Le fiamme della rivolta divampavano sinuose mentre la sua attenzione veniva attirata da un monitor in particolare.
Sugli arcaici schermi erano visibili squadre di assalto in lotta e in atti di distruzione ma una scena rivelava di essere più tragica di qualunque altra.
Il monitor del salone nell'ala ovest stava ricevendo le immagini di due figure. La prima ammantata di nero aggredì la seconda di cui, nonostante le forti interferenze, gli abiti ne tradivano l'identità: Yoah Hannes, l'attuale Cancelliere del Pandæmonium.
Un colpo fulmineo ferì la somma autorità, Yoah Hannes si piegò con un tonfo sordo al suolo.
La manciata di persone radunata nella sala monitor trattenne il fiato e anche la distruzione che imperversa nelle sale della struttura tacque per un istante, così lungo da congelarsi nel tempo.
L'inquadratura si mosse lenta tra i volti dei presenti colmi di sgomento fermandosi su quello di Sion, impassibile. La sua espressione era ghiaccio ma dentro di sé fuoco vivo.

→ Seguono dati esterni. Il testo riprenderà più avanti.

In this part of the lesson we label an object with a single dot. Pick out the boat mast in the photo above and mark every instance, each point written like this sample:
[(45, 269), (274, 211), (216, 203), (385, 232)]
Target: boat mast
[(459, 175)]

Non riusciva a credere a quelle immagini appena viste. Le fiamme divamparono sciogliendo il cristallo, involucro della sua collera. I denti si strinsero. Sion agguantò con forza il manico della propria Calabdog e si precipitò fuori dalla stanza, sordo alle comunicazioni dei suoi compagni. Inarrestabile.
Sion corse in direzione della sala dell'attacco al Cancelliere, verso il luogo in cui un traditore aveva fatto scorre sul filo di lama il sangue del proprio tradimento.
Muovendosi lungo il corridoio era ancora ignaro di ridurre a ogni falcata la distanza verso lo scontro imminente. Nessun calcolo, nessun processo mentale lo avrebbe portato a rassegnarsi a quella inaccettabile realtà: il 15 Marzo sarebbe divenuta la data dell'assassinio di Yoah Hannes.
Una miriade di sentimenti divamparono. In quella moltitudine di emozioni si celava un seme oscuro, eradicato e occulto anche per lui stesso. La sua interfaccia sussultava continuando a resettarsi, contribuendo a essere per lo più un fastidio. Sion impiegò tutta la concentrazione possibile per dare sensatezza alle vicende delle ultime ore.
La sua mente si riavvolse nelle due settimane precedenti. Ricordava che i primi tasselli degli eventi legati all'assalto del Pandæmonium cominciarono a emergere con un inseguimento differente dall'ordinario. Quattordici giorni prima.